More on HughesNet’s slow internet from our experience:
It’s infuriating that whenever we complain about our slow HughesNet speed, they ask us to run a speed test. Sometimes they tell us to buy tokens. It’s entirely an evasive tactic from HughesNet.
When we contact HughesNet either by phone, chat, or forum2, they ask to do the same thing. Run speed tests. A lot of them. And then they do nothing. They don’t fix the real problem of why the internet is slow.
After multiple technician visits, the slow internet issue is still not fixed — all they said that they would give us a few extra GB data for our inconvenience.
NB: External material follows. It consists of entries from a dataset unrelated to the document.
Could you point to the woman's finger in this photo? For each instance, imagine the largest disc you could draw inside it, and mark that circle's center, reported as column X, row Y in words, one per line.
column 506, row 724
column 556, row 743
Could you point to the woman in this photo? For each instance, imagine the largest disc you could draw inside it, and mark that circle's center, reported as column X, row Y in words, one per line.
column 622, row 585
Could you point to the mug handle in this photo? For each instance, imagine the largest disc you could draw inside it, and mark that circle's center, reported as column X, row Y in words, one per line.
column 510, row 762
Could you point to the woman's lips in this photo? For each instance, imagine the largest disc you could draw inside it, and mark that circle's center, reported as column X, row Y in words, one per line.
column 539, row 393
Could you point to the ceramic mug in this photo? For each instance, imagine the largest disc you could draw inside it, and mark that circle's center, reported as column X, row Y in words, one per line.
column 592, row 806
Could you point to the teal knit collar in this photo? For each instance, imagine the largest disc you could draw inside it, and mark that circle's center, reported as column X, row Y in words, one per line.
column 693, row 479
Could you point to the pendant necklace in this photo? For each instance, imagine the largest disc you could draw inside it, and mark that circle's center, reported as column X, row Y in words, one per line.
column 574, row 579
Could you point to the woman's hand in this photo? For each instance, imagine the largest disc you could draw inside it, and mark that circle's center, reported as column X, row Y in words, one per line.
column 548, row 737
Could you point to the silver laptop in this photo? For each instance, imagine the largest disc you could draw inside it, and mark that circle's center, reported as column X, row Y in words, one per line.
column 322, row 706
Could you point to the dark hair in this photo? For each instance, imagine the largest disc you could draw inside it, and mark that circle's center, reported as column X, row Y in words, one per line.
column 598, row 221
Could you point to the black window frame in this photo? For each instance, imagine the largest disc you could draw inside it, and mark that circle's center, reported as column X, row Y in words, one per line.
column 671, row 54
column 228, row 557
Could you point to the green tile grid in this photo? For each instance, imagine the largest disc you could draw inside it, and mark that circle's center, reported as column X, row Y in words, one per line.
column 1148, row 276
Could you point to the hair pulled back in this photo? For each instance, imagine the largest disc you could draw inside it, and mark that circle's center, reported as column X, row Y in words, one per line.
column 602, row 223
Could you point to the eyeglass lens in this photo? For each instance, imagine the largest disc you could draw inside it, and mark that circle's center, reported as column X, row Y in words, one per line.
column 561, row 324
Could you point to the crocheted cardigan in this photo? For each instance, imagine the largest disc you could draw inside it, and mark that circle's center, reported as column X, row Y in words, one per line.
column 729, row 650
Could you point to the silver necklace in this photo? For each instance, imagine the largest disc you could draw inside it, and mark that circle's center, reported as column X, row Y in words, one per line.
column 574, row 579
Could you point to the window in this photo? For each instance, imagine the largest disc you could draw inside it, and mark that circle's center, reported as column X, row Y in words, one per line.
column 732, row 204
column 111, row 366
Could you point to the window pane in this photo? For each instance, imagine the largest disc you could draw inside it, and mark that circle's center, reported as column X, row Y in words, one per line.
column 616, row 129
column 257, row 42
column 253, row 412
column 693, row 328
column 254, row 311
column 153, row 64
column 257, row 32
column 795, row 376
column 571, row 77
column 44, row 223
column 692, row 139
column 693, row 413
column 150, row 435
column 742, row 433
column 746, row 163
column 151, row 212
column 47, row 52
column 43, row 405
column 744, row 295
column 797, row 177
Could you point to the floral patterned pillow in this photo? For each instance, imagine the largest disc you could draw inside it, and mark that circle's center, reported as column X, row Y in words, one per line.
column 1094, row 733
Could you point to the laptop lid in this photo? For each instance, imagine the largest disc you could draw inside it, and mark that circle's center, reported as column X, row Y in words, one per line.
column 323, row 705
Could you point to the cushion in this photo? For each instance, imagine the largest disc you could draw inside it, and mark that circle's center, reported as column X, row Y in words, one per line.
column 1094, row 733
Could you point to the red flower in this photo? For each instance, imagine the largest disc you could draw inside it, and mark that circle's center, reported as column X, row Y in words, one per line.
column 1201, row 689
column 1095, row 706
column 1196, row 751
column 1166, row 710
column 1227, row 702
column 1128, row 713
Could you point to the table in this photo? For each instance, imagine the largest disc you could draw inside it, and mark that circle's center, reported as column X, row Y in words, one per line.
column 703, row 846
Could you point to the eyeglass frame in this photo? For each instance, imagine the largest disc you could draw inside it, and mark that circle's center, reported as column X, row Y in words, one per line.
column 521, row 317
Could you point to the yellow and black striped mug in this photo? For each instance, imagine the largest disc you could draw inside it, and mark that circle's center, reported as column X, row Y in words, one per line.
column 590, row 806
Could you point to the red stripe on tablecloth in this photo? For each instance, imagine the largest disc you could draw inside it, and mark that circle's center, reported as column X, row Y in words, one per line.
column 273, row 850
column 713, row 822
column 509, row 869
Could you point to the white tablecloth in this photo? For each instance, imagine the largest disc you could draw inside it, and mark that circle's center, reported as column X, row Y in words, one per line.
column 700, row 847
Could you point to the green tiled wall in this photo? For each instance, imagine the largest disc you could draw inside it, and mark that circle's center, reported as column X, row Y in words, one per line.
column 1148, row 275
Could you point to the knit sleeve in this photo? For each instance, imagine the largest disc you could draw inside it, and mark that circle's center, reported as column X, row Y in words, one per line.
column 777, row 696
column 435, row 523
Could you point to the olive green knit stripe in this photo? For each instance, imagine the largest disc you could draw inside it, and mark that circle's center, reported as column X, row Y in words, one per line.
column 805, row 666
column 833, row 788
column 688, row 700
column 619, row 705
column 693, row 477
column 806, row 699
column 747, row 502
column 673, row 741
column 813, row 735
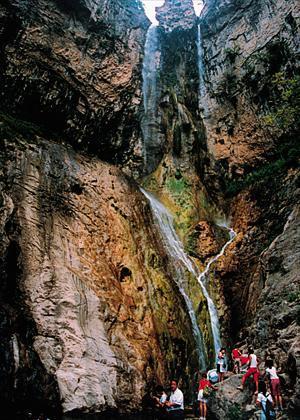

In the middle of nowhere, HughesNet is better than nothing. Furthermore, we are still under the HughesNet contract, which has a $400 cancellation fee.
Conclusion:
HughesNet has oversold its capacity, misrepresented its capabilities. They will not assume responsibility for their inferior service. There’s no way HughesNet can fix their internet speed. It is not the customer’s fault that there is network congestion. It is not the customer’s fault that the customers are on a congested gateway. The only way to get a better internet is to ditch HughesNet and seek an alternative one, which we will do soon.